Fountain City, which developed as a destination soon after the Civil War, was Knoxville’s best-known resort in the late 19th century, first famous just as a beautiful, quiet spot with a brook that flowed out of the side of a steep ridge to form First Creek. You can still see the Fountainhead, as it was known, in Fountain City Park, which is the best place to imagine what attracted thousands to the area. So many came that developers built a resort for them—the Fountainhead Hotel. It vanished a century ago, and all that remains of it, beside the name Hotel Road, is its heart-shaped pond, from 1890, now known as Fountain City Lake—or “the duck pond.” 

​Whittle Springs Pool courtesy of Knoxville History Project
Whittle Springs Pool courtesy of Knoxville History Project

Whittle Springs, which was not far from there but later, lasted much longer as a hotel. Once advertising waters with healing qualities, Whittle eventually abandoned those claims, but remained a popular destination for both tourists and Knoxvillians. Its big, handsome hotel, which remained in operation until the 1950s, hosted some of the great jazz orchestras of the day, including those of Jack Teagarden and Gene Krupa, but to many Knoxvillians of a certain age its main attraction was its giant swimming pool. After 1954, Whittle Springs it was the broadcasting headquarters of WNOX, which hosted performers from Johnny Cash, early in his career, to Bill Haley and the Comets; that last of that studio was recently torn down. All that’s left of Whittle Springs resort today is a big golf course. 
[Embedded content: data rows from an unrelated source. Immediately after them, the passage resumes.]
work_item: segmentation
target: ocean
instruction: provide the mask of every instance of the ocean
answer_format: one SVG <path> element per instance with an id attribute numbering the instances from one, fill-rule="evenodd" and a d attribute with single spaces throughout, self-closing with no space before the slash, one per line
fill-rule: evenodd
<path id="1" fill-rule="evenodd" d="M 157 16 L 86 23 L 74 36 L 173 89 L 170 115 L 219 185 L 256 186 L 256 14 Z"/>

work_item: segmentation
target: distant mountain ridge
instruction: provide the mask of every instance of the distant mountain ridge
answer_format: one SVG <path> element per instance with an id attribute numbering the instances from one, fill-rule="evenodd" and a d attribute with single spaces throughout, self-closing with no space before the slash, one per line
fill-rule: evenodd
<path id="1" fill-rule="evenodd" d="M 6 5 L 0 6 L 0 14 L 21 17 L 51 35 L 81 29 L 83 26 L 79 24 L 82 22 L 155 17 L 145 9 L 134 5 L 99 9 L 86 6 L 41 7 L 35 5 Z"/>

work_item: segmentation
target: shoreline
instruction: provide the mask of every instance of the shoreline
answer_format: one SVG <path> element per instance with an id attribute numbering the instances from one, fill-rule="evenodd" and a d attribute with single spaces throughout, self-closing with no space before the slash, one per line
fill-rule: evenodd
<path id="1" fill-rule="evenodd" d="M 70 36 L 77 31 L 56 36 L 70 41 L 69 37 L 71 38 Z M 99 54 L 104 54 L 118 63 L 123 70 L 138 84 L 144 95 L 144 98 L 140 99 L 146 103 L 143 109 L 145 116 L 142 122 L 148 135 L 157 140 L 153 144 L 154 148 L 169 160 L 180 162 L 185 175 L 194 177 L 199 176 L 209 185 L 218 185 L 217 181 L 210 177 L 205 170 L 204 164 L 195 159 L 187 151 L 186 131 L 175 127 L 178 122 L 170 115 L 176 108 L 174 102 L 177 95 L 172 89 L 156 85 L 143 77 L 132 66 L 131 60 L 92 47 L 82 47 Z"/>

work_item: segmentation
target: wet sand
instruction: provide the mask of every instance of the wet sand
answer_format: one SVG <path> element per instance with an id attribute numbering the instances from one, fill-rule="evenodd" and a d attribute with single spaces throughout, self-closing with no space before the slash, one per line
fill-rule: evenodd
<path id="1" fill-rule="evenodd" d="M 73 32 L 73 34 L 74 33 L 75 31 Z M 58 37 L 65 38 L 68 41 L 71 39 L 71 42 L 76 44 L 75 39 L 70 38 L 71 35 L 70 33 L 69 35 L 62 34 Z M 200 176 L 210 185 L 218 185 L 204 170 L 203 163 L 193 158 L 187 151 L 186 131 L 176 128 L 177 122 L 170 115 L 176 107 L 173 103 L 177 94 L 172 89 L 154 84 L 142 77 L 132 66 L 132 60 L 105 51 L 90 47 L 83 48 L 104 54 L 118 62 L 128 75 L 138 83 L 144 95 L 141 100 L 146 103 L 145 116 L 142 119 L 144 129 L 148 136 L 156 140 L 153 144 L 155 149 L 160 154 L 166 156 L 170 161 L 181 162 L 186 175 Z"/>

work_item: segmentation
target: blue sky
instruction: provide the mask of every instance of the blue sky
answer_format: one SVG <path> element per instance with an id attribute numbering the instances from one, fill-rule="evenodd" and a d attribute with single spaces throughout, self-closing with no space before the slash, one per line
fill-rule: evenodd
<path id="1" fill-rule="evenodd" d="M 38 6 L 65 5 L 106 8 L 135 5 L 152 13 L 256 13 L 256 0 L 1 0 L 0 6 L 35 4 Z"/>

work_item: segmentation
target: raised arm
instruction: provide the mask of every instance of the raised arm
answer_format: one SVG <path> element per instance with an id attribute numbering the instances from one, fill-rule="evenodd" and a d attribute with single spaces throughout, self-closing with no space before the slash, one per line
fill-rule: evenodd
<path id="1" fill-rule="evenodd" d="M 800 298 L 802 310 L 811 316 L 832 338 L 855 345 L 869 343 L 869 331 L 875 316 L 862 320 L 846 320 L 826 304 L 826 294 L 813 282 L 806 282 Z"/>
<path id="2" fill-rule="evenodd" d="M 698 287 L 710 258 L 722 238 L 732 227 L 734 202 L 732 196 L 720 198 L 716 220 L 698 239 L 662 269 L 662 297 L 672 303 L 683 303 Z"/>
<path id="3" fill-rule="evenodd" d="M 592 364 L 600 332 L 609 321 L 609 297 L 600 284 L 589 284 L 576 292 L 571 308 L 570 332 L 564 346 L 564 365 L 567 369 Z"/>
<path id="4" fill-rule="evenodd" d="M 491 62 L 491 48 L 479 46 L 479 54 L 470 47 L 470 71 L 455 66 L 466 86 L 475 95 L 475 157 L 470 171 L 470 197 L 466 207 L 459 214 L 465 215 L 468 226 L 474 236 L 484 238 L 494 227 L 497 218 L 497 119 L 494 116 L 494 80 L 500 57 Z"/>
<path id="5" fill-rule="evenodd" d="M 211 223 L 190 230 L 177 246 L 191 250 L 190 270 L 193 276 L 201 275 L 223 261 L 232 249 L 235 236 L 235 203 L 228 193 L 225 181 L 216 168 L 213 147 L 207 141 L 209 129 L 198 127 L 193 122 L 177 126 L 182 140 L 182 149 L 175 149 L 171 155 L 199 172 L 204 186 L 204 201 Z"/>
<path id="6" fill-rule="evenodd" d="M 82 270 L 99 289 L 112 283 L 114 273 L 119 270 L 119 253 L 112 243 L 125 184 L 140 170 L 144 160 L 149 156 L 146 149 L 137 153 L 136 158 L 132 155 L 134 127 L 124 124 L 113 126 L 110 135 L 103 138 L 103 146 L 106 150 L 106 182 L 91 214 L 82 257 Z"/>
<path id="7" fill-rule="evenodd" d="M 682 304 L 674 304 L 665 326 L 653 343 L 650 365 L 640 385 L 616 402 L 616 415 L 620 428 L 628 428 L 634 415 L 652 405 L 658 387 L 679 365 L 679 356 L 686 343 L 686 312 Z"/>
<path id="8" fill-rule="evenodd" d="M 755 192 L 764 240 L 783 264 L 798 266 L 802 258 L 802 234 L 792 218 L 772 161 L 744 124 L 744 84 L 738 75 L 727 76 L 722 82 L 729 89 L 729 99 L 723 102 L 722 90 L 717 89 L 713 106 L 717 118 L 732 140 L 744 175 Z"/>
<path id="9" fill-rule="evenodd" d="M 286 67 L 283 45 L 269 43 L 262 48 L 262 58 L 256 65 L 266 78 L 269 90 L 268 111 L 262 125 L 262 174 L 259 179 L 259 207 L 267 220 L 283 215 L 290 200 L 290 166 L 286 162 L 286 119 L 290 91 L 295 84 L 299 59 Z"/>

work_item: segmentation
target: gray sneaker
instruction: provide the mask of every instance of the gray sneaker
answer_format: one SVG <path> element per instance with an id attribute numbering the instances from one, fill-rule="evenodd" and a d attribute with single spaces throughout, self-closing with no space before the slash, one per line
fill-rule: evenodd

Another long-gone hotel was at Neubert Springs, in deep South Knoxville. It remained popular for its jazz dances in the 1920s and ‘30s. Its unusual gazebo, built of laurel roots, is still visible from Neubert Springs Road. 

The springs-resort era declined and nearly disappeared in the mid-20th century, as people had automobiles and began favoring different kinds of vacations. But they were a big part of the origin of Knoxville’s tourist business, and on the hottest days of summer you can’t help wondering if they couldn’t make a return someday.